The frightening part (the 'let me out of this asylum' one) is that in following the logical rule: One needs at least basic knowledge of whatever one tries to do. The bar for "basic knowledge" seems to be on the best way to subterranean levels. And that's not only for
"specialist knowledge" (like as knowing how to copy a file as some of your self-appointed 'computer-savvy' clients don't.) it's for daily stuff and/or common sense. I meet people not knowing how to write a letter (or properly address an envelope) I am at a point where I stopped asking myself how stupid or ignorant people can be, because the answer gets worse.

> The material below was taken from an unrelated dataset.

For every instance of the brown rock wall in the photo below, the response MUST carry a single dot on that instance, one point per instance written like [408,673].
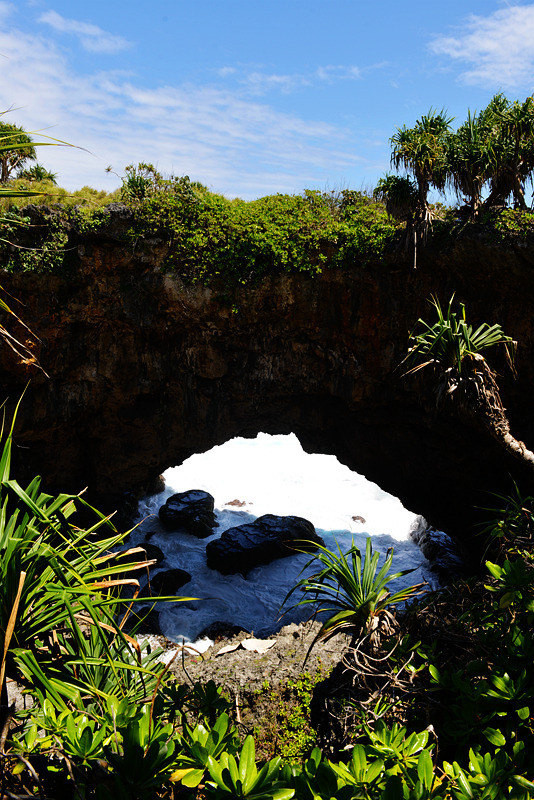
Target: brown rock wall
[145,371]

Dennis: nice "problem" story. Definitely a woman I'd like to have a talk with
(Men!)

Vis-a-vis the basic knowledge--that's certainly true. It boggles me that so much in the world is taken for granted. We've exchanged knowing how to do things for knowing how to dial a cellphone. There's definitely a disinterest in knowing how to DO anything, from changing a tire to painting a wall. it's worrisome. If the apocalypse comes, kids, those of us that still know how to do things will be in higher demand than our aged states (at least, for me and Denny) would normally warrant.

The folks managing to survive Castro in Cuba are an object lesson in that; they have very old cars, because they can still be repaired with a modicum of knowledge, instead of doing everything through a computer hook-up, and the same is true of their washers, dryers, gas ranges, etc.

PHB (Pointy-Headed-Boss) syndrome makes us all suffer, and I doubt that there's anyone here who hasn't had to live with one, at one time or another.

I recently acquired a new W/D set; honestly, I'm fairly sure that Apollo 11 went to the moon and back with less computing power than these two things have.